I have in the past voiced disagreement with the Commission's decisions to seek disgorgement in specific antitrust cases.(1) My reservations about the use of this remedy have not changed.
I do not go so far as to say that disgorgement should never be sought in an antitrust case. This particular case, however, is a classic example of a situation where the remedy is unnecessary, if not affirmatively harmful. This case could probably have been settled by the Commission with payment of civil penalties substantially larger than those that have been paid in this situation. These civil penalties, for violations of the Hart-Scott-Rodino premerger notification requirements, would be levied on top of any amounts that the parties would have to pay out in private damages cases.
As Commissioner Swindle and I anticipated in our earlier statement on this matter, private class actions followed promptly after the Commission brought its action. The eight class action complaints that followed each tracked the language of the Commission's complaint. After no discovery and only minimal negotiation, the private cases were settled for $26 million, including attorneys fees.
The $19 million the Commission obtained in disgorgement will be turned over to plaintiffs' counsel and included in the $26 million plus funds distributed to eligible parties in the private class action lawsuits. Thus, the incremental award for injured customers negotiated by the attorneys for the class action plaintiffs will ultimately amount to only approximately $7 million, from which their attorneys fees must be subtracted. Although hypothetical predictions about the "but for" world are always risky, it is entirely possible that the parties will wind up paying less money than they would have paid if the Commission had settled the case months ago for a substantially higher civil penalty that would not offset private damages, as will happen under the disgorgement remedy negotiated here.

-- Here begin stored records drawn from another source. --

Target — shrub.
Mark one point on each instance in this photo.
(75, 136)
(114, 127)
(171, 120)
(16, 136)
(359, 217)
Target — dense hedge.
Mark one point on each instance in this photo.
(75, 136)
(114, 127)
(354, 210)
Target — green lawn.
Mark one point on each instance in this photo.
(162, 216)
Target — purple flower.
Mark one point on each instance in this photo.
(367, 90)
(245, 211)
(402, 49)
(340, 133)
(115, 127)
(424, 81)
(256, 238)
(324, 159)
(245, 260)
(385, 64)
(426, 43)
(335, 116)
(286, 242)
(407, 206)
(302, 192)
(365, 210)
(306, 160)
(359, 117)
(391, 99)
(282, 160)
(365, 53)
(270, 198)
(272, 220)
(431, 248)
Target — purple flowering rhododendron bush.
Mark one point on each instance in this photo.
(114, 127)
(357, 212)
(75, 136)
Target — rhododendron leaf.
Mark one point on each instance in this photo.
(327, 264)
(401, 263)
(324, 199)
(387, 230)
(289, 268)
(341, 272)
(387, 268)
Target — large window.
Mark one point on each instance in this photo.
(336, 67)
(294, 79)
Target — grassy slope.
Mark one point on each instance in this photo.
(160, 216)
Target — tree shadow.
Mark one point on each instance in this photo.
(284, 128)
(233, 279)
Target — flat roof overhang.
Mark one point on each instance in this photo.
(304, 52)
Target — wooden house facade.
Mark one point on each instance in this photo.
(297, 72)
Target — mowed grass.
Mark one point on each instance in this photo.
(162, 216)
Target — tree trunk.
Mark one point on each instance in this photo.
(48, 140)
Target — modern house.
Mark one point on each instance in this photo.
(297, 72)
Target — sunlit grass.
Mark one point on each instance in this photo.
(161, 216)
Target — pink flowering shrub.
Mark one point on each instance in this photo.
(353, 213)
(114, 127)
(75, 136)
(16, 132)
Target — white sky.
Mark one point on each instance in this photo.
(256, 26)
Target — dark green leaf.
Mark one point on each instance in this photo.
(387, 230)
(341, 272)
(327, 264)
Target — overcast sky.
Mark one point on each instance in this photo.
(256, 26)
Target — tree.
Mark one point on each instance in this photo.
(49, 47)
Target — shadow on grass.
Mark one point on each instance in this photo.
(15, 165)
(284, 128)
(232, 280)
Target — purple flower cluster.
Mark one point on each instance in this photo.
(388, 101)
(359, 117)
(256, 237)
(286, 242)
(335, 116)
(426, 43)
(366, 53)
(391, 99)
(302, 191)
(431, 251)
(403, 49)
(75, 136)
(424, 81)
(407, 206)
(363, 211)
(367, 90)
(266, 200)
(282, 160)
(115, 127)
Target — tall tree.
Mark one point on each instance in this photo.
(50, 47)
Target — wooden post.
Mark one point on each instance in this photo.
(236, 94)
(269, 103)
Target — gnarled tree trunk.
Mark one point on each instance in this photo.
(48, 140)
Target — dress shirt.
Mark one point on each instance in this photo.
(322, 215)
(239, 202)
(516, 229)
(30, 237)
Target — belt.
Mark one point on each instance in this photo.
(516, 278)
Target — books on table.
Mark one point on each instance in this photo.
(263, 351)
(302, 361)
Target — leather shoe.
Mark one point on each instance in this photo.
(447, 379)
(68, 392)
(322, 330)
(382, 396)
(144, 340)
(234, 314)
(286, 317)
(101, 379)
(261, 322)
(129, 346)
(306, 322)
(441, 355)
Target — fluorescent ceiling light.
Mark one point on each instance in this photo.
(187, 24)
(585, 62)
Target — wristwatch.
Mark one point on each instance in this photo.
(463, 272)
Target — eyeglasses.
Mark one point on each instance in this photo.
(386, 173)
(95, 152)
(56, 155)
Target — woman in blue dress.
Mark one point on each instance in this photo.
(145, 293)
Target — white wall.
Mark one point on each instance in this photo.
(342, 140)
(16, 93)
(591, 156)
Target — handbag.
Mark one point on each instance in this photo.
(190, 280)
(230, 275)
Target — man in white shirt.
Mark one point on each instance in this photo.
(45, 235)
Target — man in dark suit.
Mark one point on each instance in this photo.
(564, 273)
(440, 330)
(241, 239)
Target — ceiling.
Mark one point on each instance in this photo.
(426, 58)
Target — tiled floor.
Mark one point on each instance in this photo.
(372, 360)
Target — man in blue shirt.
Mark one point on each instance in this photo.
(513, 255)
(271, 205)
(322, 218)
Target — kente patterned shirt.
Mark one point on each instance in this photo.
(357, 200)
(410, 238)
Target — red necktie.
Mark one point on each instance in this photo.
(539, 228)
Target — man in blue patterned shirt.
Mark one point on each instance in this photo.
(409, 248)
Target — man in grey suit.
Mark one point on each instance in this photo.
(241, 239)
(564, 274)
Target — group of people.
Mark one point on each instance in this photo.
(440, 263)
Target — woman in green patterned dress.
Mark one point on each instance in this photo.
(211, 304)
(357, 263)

1. See Statement of Commissioner Thomas B. Leary, Dissenting in Part and Concurring in Part, Federal Trade Commission v. Mylan Pharmaceuticals, Inc., FTC File No. X990015, available at <www.ftc.gov/os/2000/11/mylanlearystatment.htm>; Dissenting Statement of Commissioners Orson Swindle and Thomas B. Leary, Hearst Trust and Hearst Corporation's Acquisition of J.B. Laughrey, Inc., FTC File No. 991 0323, available at <www.ftc.gov/os/2001/04/hearstdisswinleary.htm>.